Key Points:
- Bitcoin declined 2.1% to approximately $76,800 as inflation concerns and Federal Reserve tightening fears triggered broad-based liquidation activity across digital assets.
- Ethereum underperformed major cryptocurrencies with a 4.0% decline as ETF outflow concerns weakened institutional demand and reduced altcoin risk appetite.
- Regulatory progress in Washington failed to stabilize sentiment as investors maintained defensive positioning despite continued legislative momentum.
Inflation Concerns Accelerate Defensive Positioning
Cryptocurrency markets moved lower during the May 18, 2026 trading cycle as macroeconomic pressure and elevated liquidations weighed on investor sentiment. Total crypto market capitalization declined approximately 2% to around $2.56T, reflecting broad weakness across large-cap digital assets. Bitcoin maintained relative resilience compared with the wider market, supported by its dominant positioning and continued long-term ETF accumulation despite volatility. Meanwhile, Ethereum and major altcoins experienced sharper declines as traders reduced exposure to higher-risk assets. Approximately $661M in liquidations during the past 24 hours intensified downside momentum, with long positions accounting for the majority of forced deleveraging activity.
Bitcoin and Ethereum Face Diverging Demand Trends
Bitcoin traded near $76,800, down 2.1% over the previous 24-hour cycle, while generating approximately $37B in trading volume and maintaining a market capitalization of roughly $1.54T. The decline reflected a broader crypto-wide selloff driven by inflation concerns and expectations surrounding additional Federal Reserve rate tightening. Despite weaker price action, Bitcoin dominance remained elevated near 60.1%, reinforcing its relative strength compared with alternative digital assets.
Ethereum declined 4.0% to approximately $2,115 with around $18B in 24-hour trading volume and a market capitalization near $255B. Market participants monitored weakening demand for Ethereum ETF products as institutional appetite for ETH exposure softened during the broader decline. ETF outflow concerns added pressure to an already fragile altcoin environment and contributed to reduced speculative positioning across smart contract-related assets.

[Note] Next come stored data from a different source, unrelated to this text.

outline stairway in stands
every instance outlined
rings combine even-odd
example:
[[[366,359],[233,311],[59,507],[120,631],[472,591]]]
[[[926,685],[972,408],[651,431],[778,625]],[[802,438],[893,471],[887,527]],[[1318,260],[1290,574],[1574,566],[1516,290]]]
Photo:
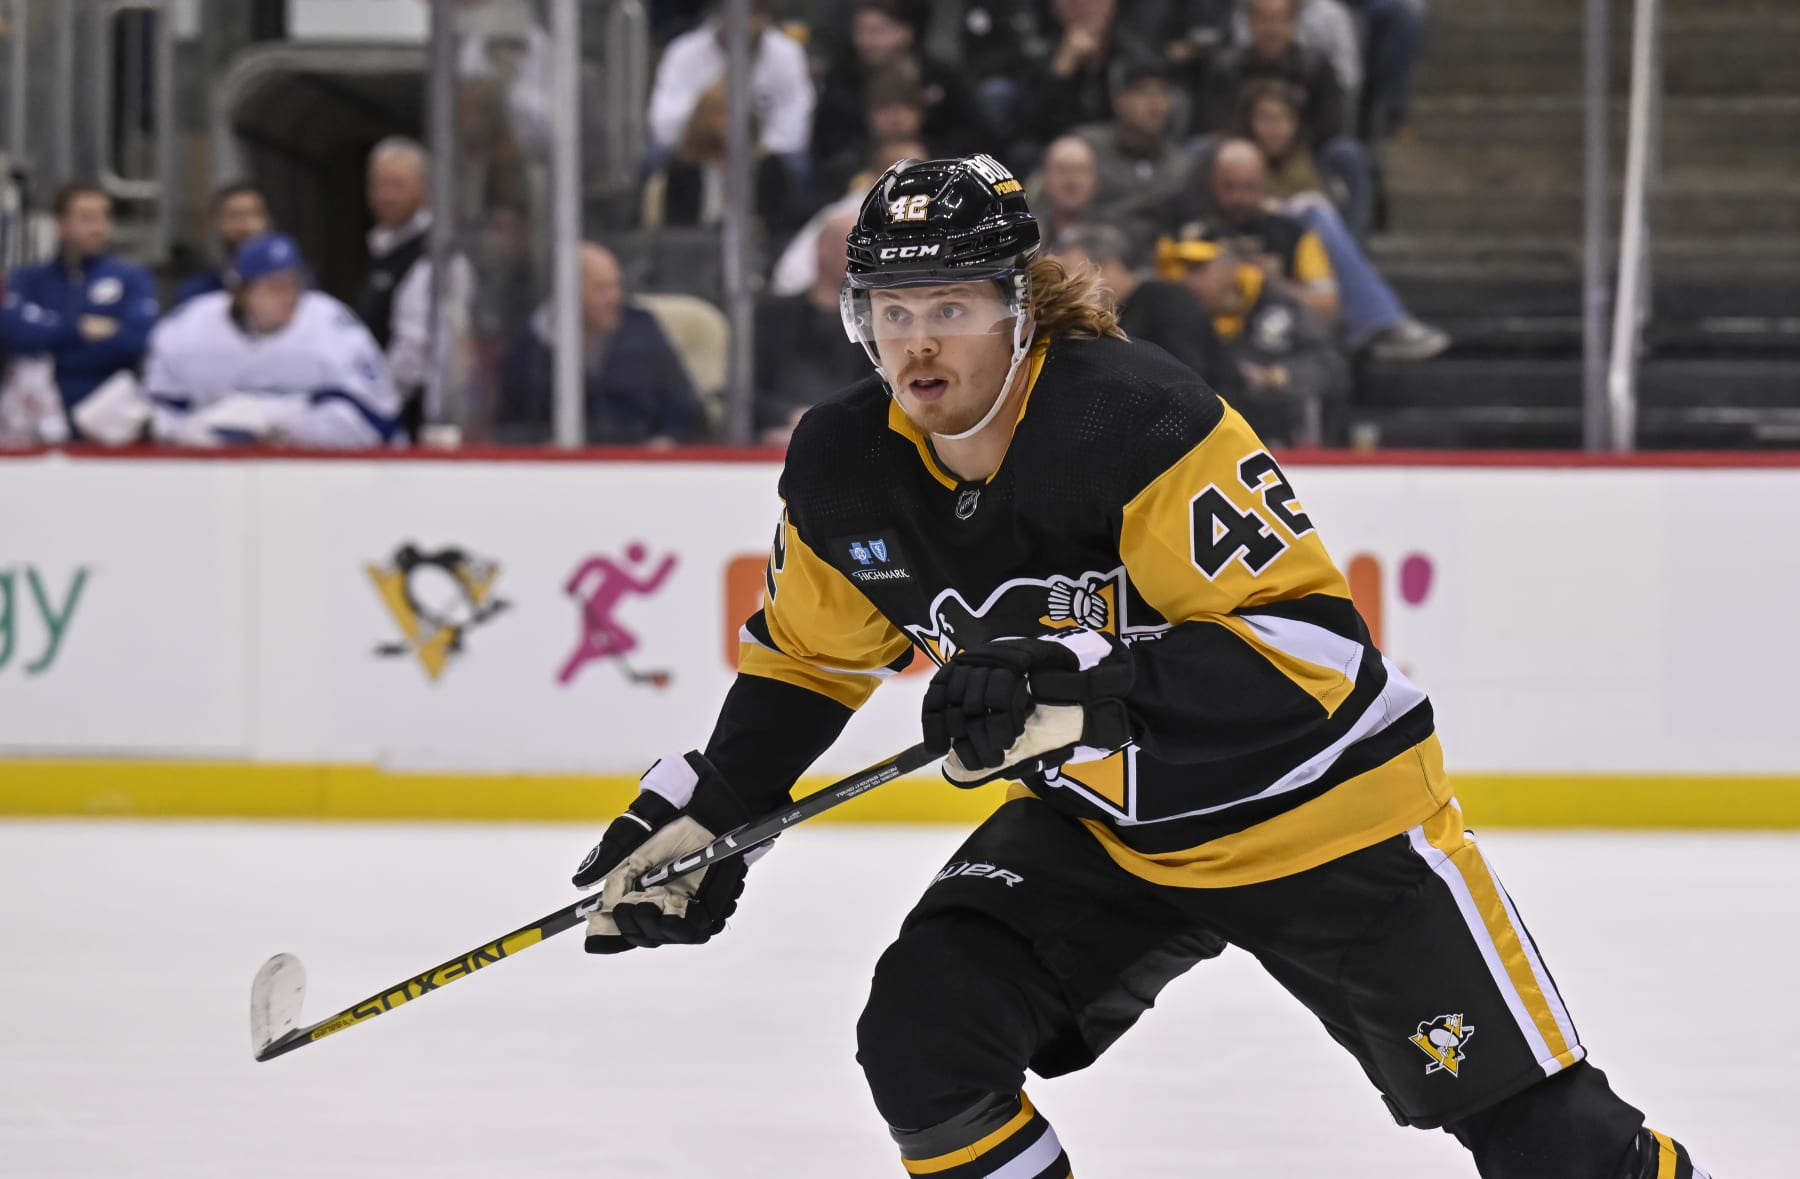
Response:
[[[1353,420],[1385,446],[1581,439],[1583,0],[1431,10],[1374,252],[1456,347],[1372,362]],[[1631,5],[1613,6],[1612,244]],[[1800,446],[1800,3],[1665,0],[1654,317],[1639,445]]]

Altcoins Retreat as Risk Appetite Weakens
The altcoin market remained under pressure as traders rotated away from higher-volatility assets during the correction cycle. BNB declined 1.4% to approximately $640 while recording roughly $1.9B in trading volume and maintaining an $86B market capitalization. XRP fell 3.3% to around $1.37 with approximately $2.5B in daily trading volume and an $85B market capitalization as macro uncertainty weakened speculative positioning in payment-focused tokens.
Solana also faced elevated selling pressure, declining 3.2% to approximately $84.60 while generating around $4B in trading volume and maintaining a market capitalization near $49B. Higher-rate fears and liquidation-driven volatility accelerated selling across large-cap altcoins, reinforcing defensive market behavior throughout the session.
Regulation Advances While Market Risk Signals Remain Elevated
Regulatory developments remained active despite deteriorating sentiment. The US Senate Banking Committee advanced the Clarity Act for digital asset regulation, signaling continued legislative momentum surrounding crypto oversight frameworks. However, investors continued monitoring future SEC-related developments closely, limiting the positive market impact of the announcement.
Institutional flows reflected ongoing caution. Bitcoin ETF activity remained mixed, with several sessions recording notable outflows amid broader risk-off conditions. Ethereum ETF products also experienced weaker demand as institutional investors reduced exposure during the decline. Stablecoin markets remained comparatively resilient, with USDC and USDT liquidity continuing to support trader positioning during periods of volatility. The Fear & Greed Index closed near 45, indicating a neutral but cautious sentiment backdrop across digital asset markets.
Focus Turns Toward ETF Flows and Liquidity Conditions
Market participants are expected to closely monitor macroeconomic commentary, ETF flow direction, and additional regulatory developments over the next 24 hours. Continued liquidation pressure or additional ETF outflows could reinforce defensive positioning across major cryptocurrencies. Investors are also likely to watch stablecoin liquidity trends and Bitcoin dominance levels for indications of broader market risk appetite.